With his latest trifecta, Church sought to change up his creative game. While again working with iconoclast producer Jay Joyce (Cage the Elephant, Coheed and Cambria), the pair dispatched to a restaurant in the Carolina mountains; out of season, the pair set up shop. For Church, it was a departure from his traditional creative process of writing a song each day – and capturing it live that night.
“I didn’t edit what I showed,” marvels the man who won for CMA Album of the Year in 2012 for Chief and 2016 for Mr. Misunderstood. “Whatever came out that day, we put that on. This was 28 days, period. Normally, I write a bazillion songs, then we have a small group – and I’ll sort of find the album. If I’m missing something I’ll start sharpening the edges.
“But here, that’s the vulnerability (of this). I wasn’t thinking, ‘I’m going to get dinged because I sing about the heart all the time.’ I didn’t think about that; I thought about the next song.” As for the heart, something Church has expressed plenty of over the years, it is stunning to see him create a project that not just wears the name, but turns on the concept of so many definitions and realities of the human heart.

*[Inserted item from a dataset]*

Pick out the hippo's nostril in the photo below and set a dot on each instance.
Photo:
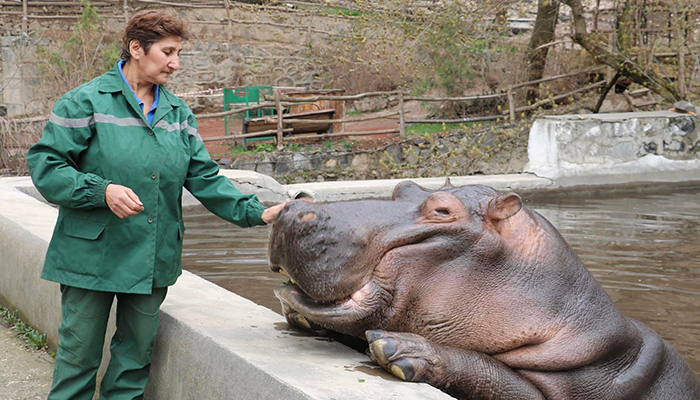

“I had ‘Heart of Fire,’ ‘Heart of the Night,’ ‘Never Break Heart,’” he marvels. “It didn’t occur to me ‘til the end that those themes were coming through. These were the thoughts coming out of my head, that’s what makes this record…

“Halfway through, we were committed to write a song, record a song, check it out and then move on. Every single day. Jay would stay in the studio after we were done, working and listening.

“We were 12, 13 songs in, I was like, ‘Is this any good?’ Jay gave me a big grin, says, ‘Pretty good.’

“Because it was done this way, you get to see what was on my conscience from an artist’s perspective. You also get to see a playful thing I’d never done before. This record removed a self-consciousness— that I had to be a certain way.”

Whether the hard-charging empathy of “People Break,” the enduring, “Never Break Heart,” the story-telling feminism of, “Bad Mother Trucker” or the life-affirming, “Hell of a View,” there’s a vulnerability that’s never been there before. Though recorded before the pandemic shutdown began – indeed, Church had just finished a vocal when someone asked if he’s heard about this virus – in many ways, the songs of Heart, &, and Soul express some of our own foibles, fumbles and hopes.

“People don’t let me evolve,” he says of the pressure to remain that wild-eyed kid. “That was a long time ago. We still have rebel tendencies, but we’ve grown. I don’t ever think, ‘I need to rebel against this.’ It’s just that what I do doesn’t always fit in the box.”